変異X染色体はかつて、人類集団の中での「女性」の勢力拡大を狙ったのかもしれません。
ですが、もしそうであるならば、人類はいかにして絶滅の危機を乗り切ったのでしょうか?
研究内容の詳細は2023年3月8日付で科学雑誌『Cell Genomics』に掲載されています。
目次
- X染色体とY染色体の血塗られた歴史
- 5万年前に人類のX染色体は塗り替えられてしまった
- 染色体たちの「忘れられた世界大戦」
X染色体とY染色体の血塗られた歴史
あまり知られていない事実ですが、私たち人類の「X染色体」と「Y染色体」は長年にわたり、殺し合いをしてきました。
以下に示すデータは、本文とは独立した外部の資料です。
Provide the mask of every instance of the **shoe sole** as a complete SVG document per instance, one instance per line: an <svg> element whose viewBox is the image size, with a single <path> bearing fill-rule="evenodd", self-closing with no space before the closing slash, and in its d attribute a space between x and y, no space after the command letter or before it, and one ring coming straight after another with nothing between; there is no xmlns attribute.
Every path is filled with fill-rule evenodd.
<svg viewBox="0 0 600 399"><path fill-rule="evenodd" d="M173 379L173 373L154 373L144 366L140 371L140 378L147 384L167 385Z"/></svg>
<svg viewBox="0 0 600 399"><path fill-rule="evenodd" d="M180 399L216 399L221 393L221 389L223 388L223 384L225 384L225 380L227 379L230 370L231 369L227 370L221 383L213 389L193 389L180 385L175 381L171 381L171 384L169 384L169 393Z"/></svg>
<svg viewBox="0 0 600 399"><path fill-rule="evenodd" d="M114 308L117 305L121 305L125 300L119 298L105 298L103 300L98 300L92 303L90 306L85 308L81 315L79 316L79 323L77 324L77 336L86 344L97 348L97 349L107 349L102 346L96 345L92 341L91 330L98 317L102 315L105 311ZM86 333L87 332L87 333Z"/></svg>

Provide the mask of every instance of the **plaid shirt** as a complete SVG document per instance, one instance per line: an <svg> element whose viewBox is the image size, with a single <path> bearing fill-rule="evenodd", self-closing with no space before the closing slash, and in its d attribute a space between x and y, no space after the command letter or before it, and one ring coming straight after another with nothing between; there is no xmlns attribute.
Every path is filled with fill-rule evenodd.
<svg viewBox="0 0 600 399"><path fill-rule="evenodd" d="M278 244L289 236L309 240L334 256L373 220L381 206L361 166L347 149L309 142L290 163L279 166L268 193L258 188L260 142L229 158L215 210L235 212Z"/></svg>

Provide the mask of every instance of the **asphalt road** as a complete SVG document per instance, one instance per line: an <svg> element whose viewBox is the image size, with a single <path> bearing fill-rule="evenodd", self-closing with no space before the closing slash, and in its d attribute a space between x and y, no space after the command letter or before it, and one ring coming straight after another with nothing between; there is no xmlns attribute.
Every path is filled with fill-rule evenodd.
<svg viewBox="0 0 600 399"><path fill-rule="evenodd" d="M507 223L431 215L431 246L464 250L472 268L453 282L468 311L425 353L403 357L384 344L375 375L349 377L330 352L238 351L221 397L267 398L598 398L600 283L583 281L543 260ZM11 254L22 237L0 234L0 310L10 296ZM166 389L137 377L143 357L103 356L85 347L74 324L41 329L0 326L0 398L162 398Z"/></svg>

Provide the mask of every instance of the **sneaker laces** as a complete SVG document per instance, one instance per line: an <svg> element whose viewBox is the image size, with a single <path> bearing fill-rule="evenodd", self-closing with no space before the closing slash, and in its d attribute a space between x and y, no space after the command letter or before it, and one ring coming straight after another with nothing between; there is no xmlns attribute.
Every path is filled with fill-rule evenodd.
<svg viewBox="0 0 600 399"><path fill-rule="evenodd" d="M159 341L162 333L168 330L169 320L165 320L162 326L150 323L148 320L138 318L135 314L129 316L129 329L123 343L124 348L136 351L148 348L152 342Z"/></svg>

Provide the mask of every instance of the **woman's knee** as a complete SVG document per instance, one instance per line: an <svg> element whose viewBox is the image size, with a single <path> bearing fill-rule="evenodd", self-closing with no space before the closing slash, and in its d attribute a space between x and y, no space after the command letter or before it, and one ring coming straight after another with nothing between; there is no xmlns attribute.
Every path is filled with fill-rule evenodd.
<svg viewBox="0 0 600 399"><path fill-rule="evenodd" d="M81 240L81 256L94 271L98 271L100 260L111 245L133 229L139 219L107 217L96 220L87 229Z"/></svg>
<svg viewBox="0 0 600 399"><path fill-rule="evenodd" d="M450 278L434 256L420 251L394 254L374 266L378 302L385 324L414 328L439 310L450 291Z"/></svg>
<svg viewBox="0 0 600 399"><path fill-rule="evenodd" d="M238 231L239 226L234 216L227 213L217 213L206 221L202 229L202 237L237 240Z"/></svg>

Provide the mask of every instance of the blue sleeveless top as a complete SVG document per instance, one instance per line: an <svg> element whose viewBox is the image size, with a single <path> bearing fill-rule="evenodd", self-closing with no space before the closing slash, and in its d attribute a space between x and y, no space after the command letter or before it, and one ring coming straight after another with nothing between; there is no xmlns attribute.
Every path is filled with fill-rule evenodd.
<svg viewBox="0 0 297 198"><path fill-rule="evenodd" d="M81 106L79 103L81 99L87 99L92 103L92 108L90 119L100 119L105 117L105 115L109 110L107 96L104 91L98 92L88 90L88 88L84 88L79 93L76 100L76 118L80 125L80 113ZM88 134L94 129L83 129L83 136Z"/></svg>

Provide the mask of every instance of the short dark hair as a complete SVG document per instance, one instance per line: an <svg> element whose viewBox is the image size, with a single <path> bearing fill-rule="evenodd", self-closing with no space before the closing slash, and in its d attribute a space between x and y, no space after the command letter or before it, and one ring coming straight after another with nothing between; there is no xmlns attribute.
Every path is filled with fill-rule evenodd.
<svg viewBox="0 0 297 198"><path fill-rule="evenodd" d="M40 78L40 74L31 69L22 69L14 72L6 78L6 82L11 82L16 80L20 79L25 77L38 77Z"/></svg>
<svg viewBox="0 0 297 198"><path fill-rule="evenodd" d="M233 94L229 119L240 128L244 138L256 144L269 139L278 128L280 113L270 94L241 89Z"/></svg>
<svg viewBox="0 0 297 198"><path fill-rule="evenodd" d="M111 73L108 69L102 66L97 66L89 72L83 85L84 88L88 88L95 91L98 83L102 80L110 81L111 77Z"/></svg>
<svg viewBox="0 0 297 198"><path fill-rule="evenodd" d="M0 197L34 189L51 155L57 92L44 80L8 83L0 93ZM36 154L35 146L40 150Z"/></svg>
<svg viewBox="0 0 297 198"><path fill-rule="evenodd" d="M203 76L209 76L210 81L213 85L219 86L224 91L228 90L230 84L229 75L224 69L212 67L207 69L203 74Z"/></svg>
ヒトの性別はX染色体が2つで女性(XX)、X染色体とY染色体が1つずつで男性(XY)になり、男女比が等しい場合、X染色体とY染色体の勢力比は3:1となります。
人類にとって、このX・Y比率は男女比が等しくなるため、大変都合がいいものとなっています。
しかし生物の遺伝子には、自らのコピーを少しでも多くしようとする「利己的」な性質があり、ときには競合者の直接的な排除や殺害という露骨な手段が取られます。
近年の研究では、驚くべきことに、この暴力的な利己性がX染色体とY染色体の間にも存在することがわかってきました。
人類をはじめXY染色体の組み合わせで性別を決めている生物にとっては、XYどちらの染色体も種を維持するために必要不可欠な存在です。